Hamilton, ON- His first couple of weeks on the job were a whirlwind. Brad Douwes remembers being overwhelmed early on after he started his new role as head coach for the McMaster men’s volleyball team.
Douwes was replacing long-time head coach Dave Preston (now coaching the Australian men’s national team).
A Hamilton native, Douwes had played at Redeemer College. He coached both the men’s and women’s programs at Redeemer as well. He was now stepping into a program that had won multiple OUA championships and national medals.
“A dream come true,” he called the job. However, he didn’t really get to think or reflect on it until mid-June.
“That’s when it really sunk in,” he noted. “This was real. Just really excited about the opportunity and looking forward to continuing to build on the excellence that’s been here historically.”
The Marauders first two exhibition games under Douwes were two home victories over the Queen’s Gaels. McMaster won the first game three sets to none on Sept. 30 and the second one three sets to one on Oct. 1.
Douwes called it a great start for them. They’ve been able to translate some things they were working on in training.
One of those things is the tempo of their offence. They want to play faster and higher. “We’re a little bit smaller [than last season] so we’ve got to play faster,” Douwes said. “As long as our ball control and sort of reception allows us to, we’re going to try and play with a bit more speed just simply because we’re made up of different athletes.”
Several key members of last year’s OUA championship and U SPORTS bronze medalist team have departed: Sam Cooper, Wojciech Kraj and Mateusz Wlodarski among others.
Several key members are back as well: Robbie Fujisawa, Brendan Mills, liberos Ben Kerkhoff and Matthew Rugosi and others.
Fujisawa noted that while there’s some turnover – “some big guys for sure, like physically”, he said – it’s been straightforward since he’s been training with most of the returning players for a long time.
“This is going to happen every year,” he said. “People are going to leave and it’s going to be a new team every year. I think that turnover is still really easy because everyone knows it’s coming.”
As for the turnover at head coach, it helps as well that Douwes was an assistant coach on the team back in 2021-22. He’s also coached some of the first-year players at the club level or Team Ontario. There was a familiarity and comfortability among the players that helped the transition, according to Douwes.
Fujisawa pointed out it’s a balance of sticking to things that have worked in the past and adapting to new things that are coming.

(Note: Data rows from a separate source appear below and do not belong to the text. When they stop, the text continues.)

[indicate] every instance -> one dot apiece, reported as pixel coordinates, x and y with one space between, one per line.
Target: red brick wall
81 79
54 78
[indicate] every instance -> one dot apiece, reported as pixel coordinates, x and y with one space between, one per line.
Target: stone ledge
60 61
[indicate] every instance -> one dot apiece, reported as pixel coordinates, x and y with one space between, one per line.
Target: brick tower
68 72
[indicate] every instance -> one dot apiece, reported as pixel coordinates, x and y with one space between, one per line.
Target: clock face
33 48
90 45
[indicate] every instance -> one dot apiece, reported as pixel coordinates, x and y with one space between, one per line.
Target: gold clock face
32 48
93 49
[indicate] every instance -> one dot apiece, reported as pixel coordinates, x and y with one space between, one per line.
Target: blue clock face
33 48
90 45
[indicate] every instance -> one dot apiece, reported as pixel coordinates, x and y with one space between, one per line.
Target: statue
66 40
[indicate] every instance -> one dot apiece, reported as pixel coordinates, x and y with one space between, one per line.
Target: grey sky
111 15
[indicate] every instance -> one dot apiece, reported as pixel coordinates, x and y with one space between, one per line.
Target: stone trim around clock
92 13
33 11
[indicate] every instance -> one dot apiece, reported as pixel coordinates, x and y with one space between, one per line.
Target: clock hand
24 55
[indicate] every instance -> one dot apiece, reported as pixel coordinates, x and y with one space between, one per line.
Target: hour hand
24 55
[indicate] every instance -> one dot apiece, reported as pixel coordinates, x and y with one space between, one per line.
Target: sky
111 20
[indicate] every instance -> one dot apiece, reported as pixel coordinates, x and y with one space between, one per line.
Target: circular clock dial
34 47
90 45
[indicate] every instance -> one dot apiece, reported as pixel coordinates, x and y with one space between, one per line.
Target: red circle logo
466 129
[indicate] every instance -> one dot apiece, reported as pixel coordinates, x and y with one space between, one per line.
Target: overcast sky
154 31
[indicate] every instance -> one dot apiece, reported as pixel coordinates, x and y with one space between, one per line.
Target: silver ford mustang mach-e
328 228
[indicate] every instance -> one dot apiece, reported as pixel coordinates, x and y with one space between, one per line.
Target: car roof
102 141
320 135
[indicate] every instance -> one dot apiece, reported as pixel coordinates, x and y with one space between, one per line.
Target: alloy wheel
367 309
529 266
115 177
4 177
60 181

Most of those changes are happening now but some will be seen in four or five months.
“We’re definitely feeling it out right now,” he added. “Right now, I think everyone is pretty happy with the changes we’re going through and they are open to trying new things.”
The Marauders went with many of their returning veterans against Queen’s. However, especially in the second game, they went deeper into their bench. They went with some of their rookies.
Outside hitter Brady Paterson and middle Jared Kuiken were among those that got on. They made plays and scored points as their teammates cheered them on.
Kuiken called the experience a lot of fun. It’s been an adjustment but lots of fun. “I think it was just pure enjoyment,” he said. “Just to bump up to that next level, it’s just nothing but happiness and gratitude and I’m just very grateful to be here.”
Paterson grew up watching Marauders games in the Burridge Gym. Now he’s playing in them. Surreal, he called it. “I never thought one day I’d be playing here but here I am now playing and it’s a pretty cool experience for sure.”
When he was on the sideline, waiting to be subbed in, the realization hit him: he was going to be playing for McMaster.
While the team is playing faster, the pace is something the first-years will have to get used to.
Being in practice five days a weeks helps with that.
“We try to keep it pretty simple for them,” Douwes said. “As simple as we can. But then put then in the environment, day after day, with training to help them get accustomed to the speed.
Kuiken’s focused on reading the setter early and figuring out where the ball’s going. He wants to get his strength up as well – which will help with the pace.
Meanwhile, Paterson’s been working with coaches on changing his technique and other things. It’s been a lot of work and practice. “I think I can improve on everything,” he added.
The team will also be looking to improve as the season goes on. They have three games against Alberta, Trinity Western and Mount Royal in Kingston from Oct. 13-15. Then, a trip to Columbus for a pair of games against Ohio State.
The preseason will allow them to see where the strengths, weaknesses are and what adjustments they can make, according to Douwes. Their exhibition schedule helps with that.
“We want to be tested as much as possible in September and October to help prepare us for the season,” Douwes said.
When the OUA season comes along, we will see if the Marauders can capture a third straight Forsyth Cup. Can they repeat and build on the success of previous years? Can they maintain they position as an OUA powerhouse?
Fujisawa said they set the same goals as every season: win the regular season, the OUA championship and compete for the national championship. “Nothing has changed in that regard,” he added.
Mills said the team’s going into the rest of their preseason with a lot of confidence. He mentioned how the Queen’s wins are a good indicator of what they’re capable of – “I think we can beat anyone this year,” he noted.
“I don’t think teams are ready for us,” Mills added. “We’re a lot better than people expect and I’m really excited to see what we can do this year.”